Certains artistes, et par voie de conséquence certains enregistrements, échappent à toute appréciation. Qu’on le veuille ou non, qu’on les aime ou qu’on ne les aime pas, ils appartiennent à l’histoire et bénéficient à ce titre d’une immunité critique. Ainsi Lotte Lenya, soprano autrichienne naturalisée américaine qui après avoir envisagé une carrière de danseuse puis de comédienne, rencontra dans les années 1920 Kurt Weill dont elle devint tout à la fois l’épouse, la muse et l’interprète privilégiée.
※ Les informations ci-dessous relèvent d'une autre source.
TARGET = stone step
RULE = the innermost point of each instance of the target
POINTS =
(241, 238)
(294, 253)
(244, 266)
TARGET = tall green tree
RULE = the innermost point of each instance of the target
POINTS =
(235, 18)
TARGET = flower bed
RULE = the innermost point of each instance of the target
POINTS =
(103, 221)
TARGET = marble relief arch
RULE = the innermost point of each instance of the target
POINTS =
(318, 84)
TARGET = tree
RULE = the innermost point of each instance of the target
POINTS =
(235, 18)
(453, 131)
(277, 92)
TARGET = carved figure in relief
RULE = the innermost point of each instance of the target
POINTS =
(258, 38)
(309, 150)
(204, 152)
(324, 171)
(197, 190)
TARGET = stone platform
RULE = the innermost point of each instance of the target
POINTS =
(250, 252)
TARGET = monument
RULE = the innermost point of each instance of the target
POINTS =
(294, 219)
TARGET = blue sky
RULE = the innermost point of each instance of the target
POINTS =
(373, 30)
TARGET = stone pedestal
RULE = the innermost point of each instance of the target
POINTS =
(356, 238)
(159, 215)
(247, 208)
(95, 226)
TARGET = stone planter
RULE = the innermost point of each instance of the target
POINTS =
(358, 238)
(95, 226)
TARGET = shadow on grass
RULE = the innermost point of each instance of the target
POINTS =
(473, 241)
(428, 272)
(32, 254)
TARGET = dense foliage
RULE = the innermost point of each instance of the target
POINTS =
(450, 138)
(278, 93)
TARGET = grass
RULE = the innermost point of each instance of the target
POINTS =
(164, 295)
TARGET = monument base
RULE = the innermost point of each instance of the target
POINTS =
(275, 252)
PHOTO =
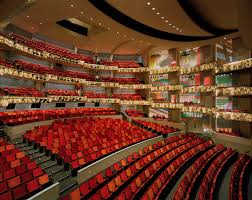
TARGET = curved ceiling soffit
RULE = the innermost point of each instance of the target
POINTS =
(119, 45)
(201, 22)
(131, 23)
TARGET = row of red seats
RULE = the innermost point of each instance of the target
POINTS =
(82, 141)
(127, 96)
(125, 166)
(21, 91)
(187, 186)
(36, 68)
(129, 181)
(95, 95)
(158, 117)
(237, 188)
(157, 128)
(41, 69)
(207, 187)
(50, 48)
(19, 176)
(121, 80)
(122, 64)
(134, 113)
(61, 92)
(228, 131)
(28, 116)
(161, 185)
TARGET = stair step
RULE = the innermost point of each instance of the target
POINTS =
(53, 170)
(27, 148)
(42, 159)
(31, 152)
(22, 145)
(37, 155)
(67, 185)
(48, 164)
(17, 141)
(60, 176)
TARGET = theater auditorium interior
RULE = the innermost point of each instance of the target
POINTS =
(125, 99)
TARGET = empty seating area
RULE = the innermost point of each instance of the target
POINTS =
(127, 96)
(121, 80)
(81, 141)
(228, 131)
(95, 95)
(238, 186)
(20, 177)
(20, 91)
(28, 116)
(50, 48)
(130, 178)
(188, 186)
(61, 92)
(134, 113)
(36, 68)
(207, 187)
(122, 64)
(156, 128)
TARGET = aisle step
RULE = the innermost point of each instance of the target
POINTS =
(53, 170)
(60, 176)
(48, 164)
(67, 186)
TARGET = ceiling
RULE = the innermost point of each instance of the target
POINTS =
(111, 36)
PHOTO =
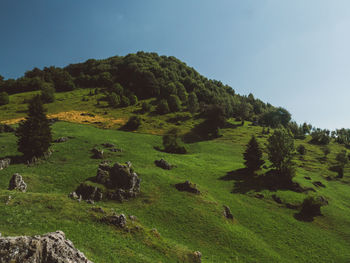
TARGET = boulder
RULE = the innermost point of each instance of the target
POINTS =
(89, 192)
(227, 212)
(17, 183)
(48, 248)
(188, 187)
(4, 163)
(97, 154)
(163, 164)
(61, 139)
(116, 220)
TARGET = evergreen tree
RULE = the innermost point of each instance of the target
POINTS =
(34, 134)
(253, 155)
On ne peut pas dire à première écoute que sa voix possède un pouvoir de séduction hors du commun. Pour la décrire, on ne trouve qu’une poignée d’adjectifs dont un seul d’entre eux suffirait à disqualifier le premier chanteur d’opéra venu : écorchée pour ne pas dire éraillée, chancelante pour ne pas dire chevrotante, originale pour ne pas dire ingrate, incertaine pour ne pas dire fausse. C’est pourtant à l’intention de ce chant étrange que Kurt Weill écrivit ses plus grands rôles d’opéra et ses meilleures songs. L’art de Lotte Lenya en effet ne se soucie pas plus d’hédonisme que d’euphémismes. Son pouvoir d’émotion se situe ailleurs, dans un ton inimitable, inquiétant qui correspondait à l’esthétique expressionniste et qui, avec le recul, incarne toute une époque. Il passe des fumées d’opium dans ce soprano funambulesque, un parfum de cabaret berlinois, un frisson d’anschluss, les relents de cette soi-disant décadence qui précède l’une des périodes les plus barbares de l’humanité. Le calme terrifiant avant la tempête. « Quand je compose une mélodie », avouait Weill, « je l’entends déjà dans mon for intérieur avec la voix de Lenya ». Ces deux-là sont inséparables ; leur duo – trio si l’on ajoute le dramaturge Bertolt Brecht dont les textes servirent le plus souvent de support à la musique de Kurt Weill – forme une légende.
Ce n’est donc pas le contenu de ce coffret, indéniablement historique, que l’on évaluera mais le contenant. Vingt-quatrième volume de la collection « Les classiques RTL », il s’agit en 2 CD de la compilation, plus ou moins intégrale, de trois œuvres phares de Kurt Weill à travers lesquelles s’expose l’art si particulier de Lotte Lenya : L’Opéra de quat’sous (Die Dreigroschenoper) et Happy End, deux comédies musicales créées à Berlin respectivement en 1928 et 1929, ainsi que Les Sept Péchés capitaux (Die sieben Todsünden), un ballet chanté pour cinq voix et orchestre, représenté pour la première fois en 1933 au Théâtre des Champs-Elysées à Paris.
Le contenant, disions-nous. Le livret se satisfait du minimum syndical : titre des pistes, mention du chef d’orchestre – Wilhelm Brückner-Rüggeberg pour les trois œuvres – et de la distribution pour Les sept péchés capitaux uniquement. Ni dates, ni lieux, ni nom des orchestres, ni texte d’introduction, ni notice biographique, ni synopsis, ni analyse… Rien ! Pour en savoir plus, il faudra partir à la pêche aux informations, sur le Web par exemple. Au hasard de ses recherches, on vérifiera qu’il existe déjà pléthore d’enregistrements de Lotte Lenya chantant Kurt Weill. Très peu, voire aucun, cependant affiche un tarif pouvant rivaliser avec le prix de ce coffret (autour de 7€ en moyenne). Pour celui qui ne connaît pas Lotte Lenya ou qui souhaite enrichir sa discothèque, l’argument mérite considération.